Ramping up testing facilities

Kerala’s neighbouring state, Tamil Nadu, which has recorded the second-highest number of COVID-19 cases so far in India, at 2,34,114, significantly increased testing by rapidly adding more testing facilities. As of July 30, Tamil Nadu has a total of 120 ICMR-approved testing labs (59 government labs and 61 private labs). 

A comparison between the two states from June 11 to July 10 shows that Kerala was lagging in adding new COVID-19 testing facilities. While Kerala added one government and one private lab in a span of 30 days, Tamil Nadu managed to add three government labs and 10 private labs. 

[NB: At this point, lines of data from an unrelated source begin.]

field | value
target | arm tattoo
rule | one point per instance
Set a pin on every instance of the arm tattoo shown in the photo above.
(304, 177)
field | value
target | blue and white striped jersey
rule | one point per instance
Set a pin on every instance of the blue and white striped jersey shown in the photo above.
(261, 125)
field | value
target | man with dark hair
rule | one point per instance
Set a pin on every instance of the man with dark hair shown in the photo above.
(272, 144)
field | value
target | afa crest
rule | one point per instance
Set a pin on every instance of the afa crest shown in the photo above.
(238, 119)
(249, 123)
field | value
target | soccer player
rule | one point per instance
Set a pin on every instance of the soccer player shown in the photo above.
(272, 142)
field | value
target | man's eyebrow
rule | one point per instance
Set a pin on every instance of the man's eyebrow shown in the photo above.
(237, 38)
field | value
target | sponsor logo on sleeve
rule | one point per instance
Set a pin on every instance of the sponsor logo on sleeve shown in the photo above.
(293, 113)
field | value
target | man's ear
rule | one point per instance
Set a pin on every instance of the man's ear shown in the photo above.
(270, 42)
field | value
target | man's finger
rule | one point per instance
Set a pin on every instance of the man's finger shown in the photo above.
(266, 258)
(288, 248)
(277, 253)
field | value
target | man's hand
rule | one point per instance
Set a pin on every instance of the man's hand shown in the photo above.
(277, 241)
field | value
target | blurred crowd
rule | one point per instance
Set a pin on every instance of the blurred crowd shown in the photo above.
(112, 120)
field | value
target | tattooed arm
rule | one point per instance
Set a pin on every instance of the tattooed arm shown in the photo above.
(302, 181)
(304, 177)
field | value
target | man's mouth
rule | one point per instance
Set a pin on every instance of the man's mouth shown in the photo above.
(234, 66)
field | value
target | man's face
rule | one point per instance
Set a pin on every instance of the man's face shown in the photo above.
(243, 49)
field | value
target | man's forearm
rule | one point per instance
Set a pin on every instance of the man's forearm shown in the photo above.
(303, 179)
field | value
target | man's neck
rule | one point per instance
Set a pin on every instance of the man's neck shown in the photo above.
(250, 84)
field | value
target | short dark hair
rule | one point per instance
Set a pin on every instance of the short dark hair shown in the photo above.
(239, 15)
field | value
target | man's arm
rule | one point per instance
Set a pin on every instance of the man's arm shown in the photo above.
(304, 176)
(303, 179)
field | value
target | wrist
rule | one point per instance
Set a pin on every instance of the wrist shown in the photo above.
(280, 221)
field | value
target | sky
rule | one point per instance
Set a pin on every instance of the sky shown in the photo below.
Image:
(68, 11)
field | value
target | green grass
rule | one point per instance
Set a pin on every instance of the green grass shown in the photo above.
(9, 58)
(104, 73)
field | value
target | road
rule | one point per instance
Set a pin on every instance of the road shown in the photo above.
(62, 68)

Tamil Nadu increased its number of labs for RT-PCR at a time when the number of COVID-19 cases was rising in the state. From 34,914 COVID-19 cases on June 9, the number rose to 1,30,261 on July 10, a surge of a whopping 273%. Tamil Nadu has also tested the highest number of samples in India till date, at 25,36,660. 

In comparison, Kerala has done over 6.77 lakh tests. Over 3.76 lakh samples tested are from the routine testing carried out.  

Despite the numbers, experts said Kerala is in a much better place than other south Indian states as authorities were able to initially keep the disease and the positivity rate under control. 

“However, overall the RT-PCR testing capacity is limited in Kerala. We are now doing mostly antigen tests, while both Andhra Pradesh and Tamil Nadu are doing mostly RT-PCR alone; and they are doing a phenomenal number of tests. In Kerala, only half the labs in Kerala are doing RT-PCR and their capacity is low,” said Dr Arun, who has been closely monitoring Kerala’s testing strategies.  

“Besides, Kerala’s current positivity rate is increasing by the week. If Kerala tests more, they will get more and more positives in the coming days,” he noted. 

*Graph by Dr Arun NM

Dr Srinivas of Sree Chitra Thirunal Institute said that both ICMR and the state government are working to increase the testing capacity. “ICMR provides the RT-PCR RNA extraction kits while the state provides the PCR/RNA extraction kits and all the other consumables and necessary equipment and manpower.” 

However, he also agreed that more private and government testing centres are required to carry out more tests. “As Kerala has declared community transmission in some areas, a higher load of samples can be expected and an increased number of testing labs are required to shoulder this extra burden. More number of testing centres in a distributed manner at various parts of a district will ensure faster results,” he said.

*Graph by Dr Arun NM

Antigen testing in areas with community spread

Kerala has thus far primarily been focussing on identifying, testing and isolating/treating people coming from other countries and states and their immediate contacts. However, it had to expand its testing strategy when the officials suspected community transmission in early July, and thus adopted antigen testing. 

An antigen test will show if an individual is currently infected. Unlike an RT-PCR test, which detects the presence of the genetic material of the virus, an antigen test detects the spike proteins on SARS-CoV-2. 

“However, we are relying more on antigen testing at this point than RT-PCR. Antigen testing is the second-best option, as it is faster with a turnaround time of 15 to 30 minutes. However, since about 30% samples may generate false negatives, they will have to go for the RT-PCR test again, which will cause further delay in generating results of the existing samples,” he pointed out.